A decade ago, Chandrakant’s fishing village in India’s financial capital, Mumbai, lived mostly by candlelight. What people did not have — electricity — they stole.
It was easy enough to hook onto the two thin power lines that passed over the village and take a little for themselves.
Today, his settlement has moved up the feeding chain of Mumbai neighborhoods and most residents have city electricity meters. However, the loose habits of the past persist. Residents still steal power on special occasions, weddings or funerals that need to be lit brighter than their home meters can bear.
An electrician like Chandrakant — who asked that his full name and that of his neighborhood not be revealed because of his illegal activity — just hooks onto one of four main distribution lines in the village, with the quiet approval of local officials.
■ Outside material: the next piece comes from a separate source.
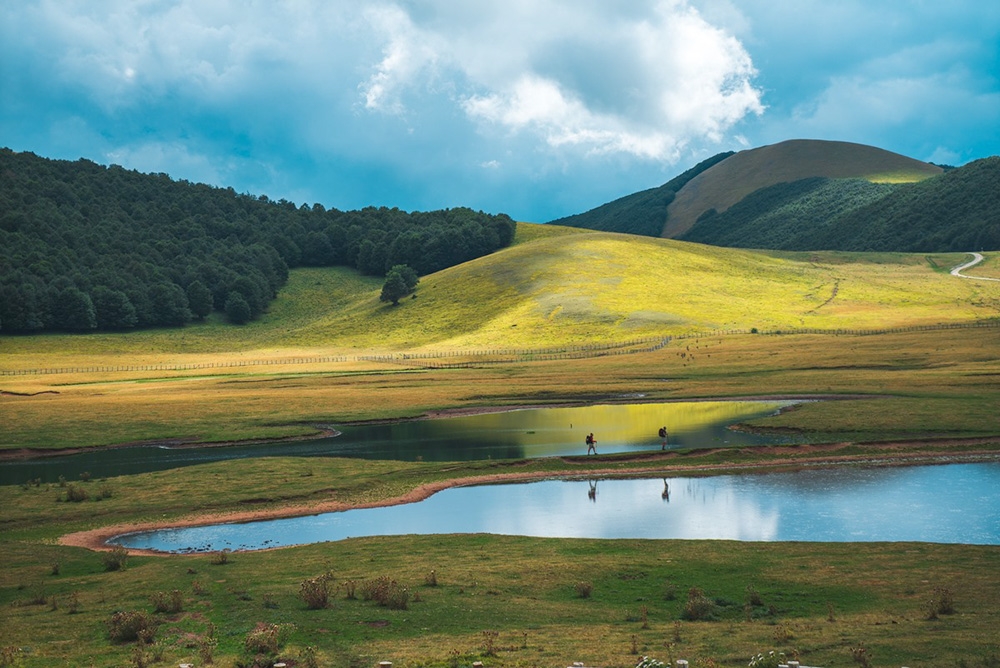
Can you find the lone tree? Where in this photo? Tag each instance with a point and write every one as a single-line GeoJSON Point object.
{"type": "Point", "coordinates": [400, 281]}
India’s power sector is lousy with thieves. Men like Chandrakant are the least of them.
As much as 40 percent of the power generated in India is not paid for. The bulk of it is stolen.
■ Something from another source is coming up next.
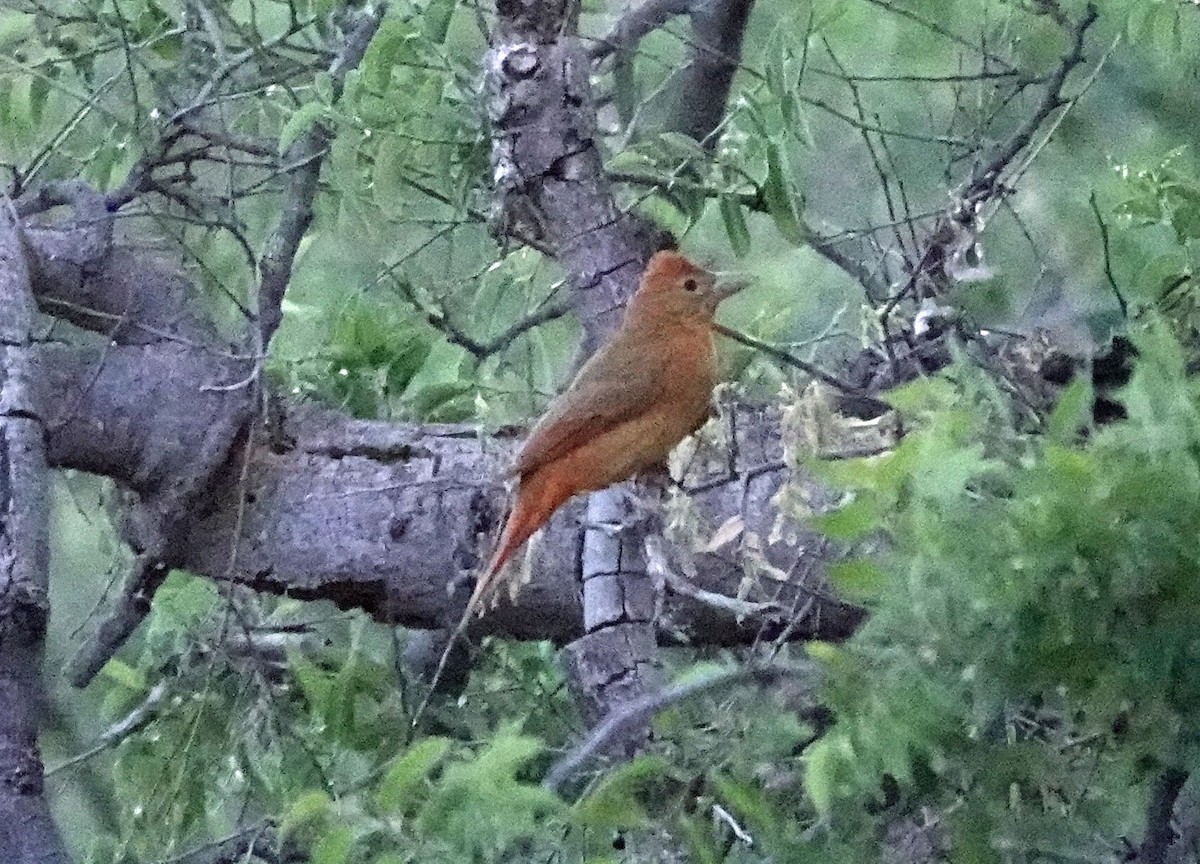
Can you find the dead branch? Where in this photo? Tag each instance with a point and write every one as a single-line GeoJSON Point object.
{"type": "Point", "coordinates": [29, 832]}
If that seems unsustainable, it is.
In the past week, India suffered the worst blackouts in history, which left over 600 million people without power. The lights are back on, for now, but the crisis is evidence of deep problems in a sector teetering on the edge of bankruptcy for the second time in a decade.
Investigators have yet to pinpoint the cause of this week’s shutdowns. Early, contested reports suggest states were drawing more than their share of power. Scanty rainfall has driven up demand, as farmers switch on electric pumps for irrigation, and crimped hydroelectric supply, which generates about 20 percent of India’s electricity.
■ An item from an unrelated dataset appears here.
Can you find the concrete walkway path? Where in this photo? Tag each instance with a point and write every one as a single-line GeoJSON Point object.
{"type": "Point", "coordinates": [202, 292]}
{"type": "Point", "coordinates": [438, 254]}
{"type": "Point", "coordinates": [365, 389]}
However, the deeper problem stems from decades of populist pricing and inefficiency that have pushed losses at state utilities to an estimated US$10 billion in the year that ended in March, according to the Planning Commission, a top government advisory body. That is roughly 1 percent of India’s gross domestic product.
Losses from theft aside, state utilities are losing increasing amounts on every unit of electricity they sell because tariffs set by regulators have not kept pace with rising costs.
In the most recent fiscal year, utilities lost an estimated 1.07 rupees (about US$0.02) per kilowatt hour, up 40 percent since fiscal 1999.
New Delhi is now contemplating a US$21.7 billion bailout for state utilities, last thrown a lifeline in 2001.
The problem really begins in the ground, with coal, which accounts for more than half of India’s electricity supply.
Efforts to force Coal India — an inefficient government behemoth with a near monopoly on coal mining — to ramp up supply have foundered. Fights over land acquisition and stalled environmental clearances have made it difficult to open new mines. Power companies now are looking overseas for coal.
In the last four years, the cost to utilities of buying power rose 21 percent — faster than ever before, according to PricewaterhouseCoopers — but they have been unable to pass that to consumers because of price regulations.
Politicians currying favor with the farm vote have granted free or heavily subsidized power for agriculture, while idealists have fought to bring affordable light to the poor. Much of rural electricity is unmetered, creating opportunities for abuse.
Kameswara Rao, executive director of energy, utilities and mining at PricewaterhouseCoopers in India, said India should force states to raise rates in line with inflation and sell off part of their distribution grids to private companies.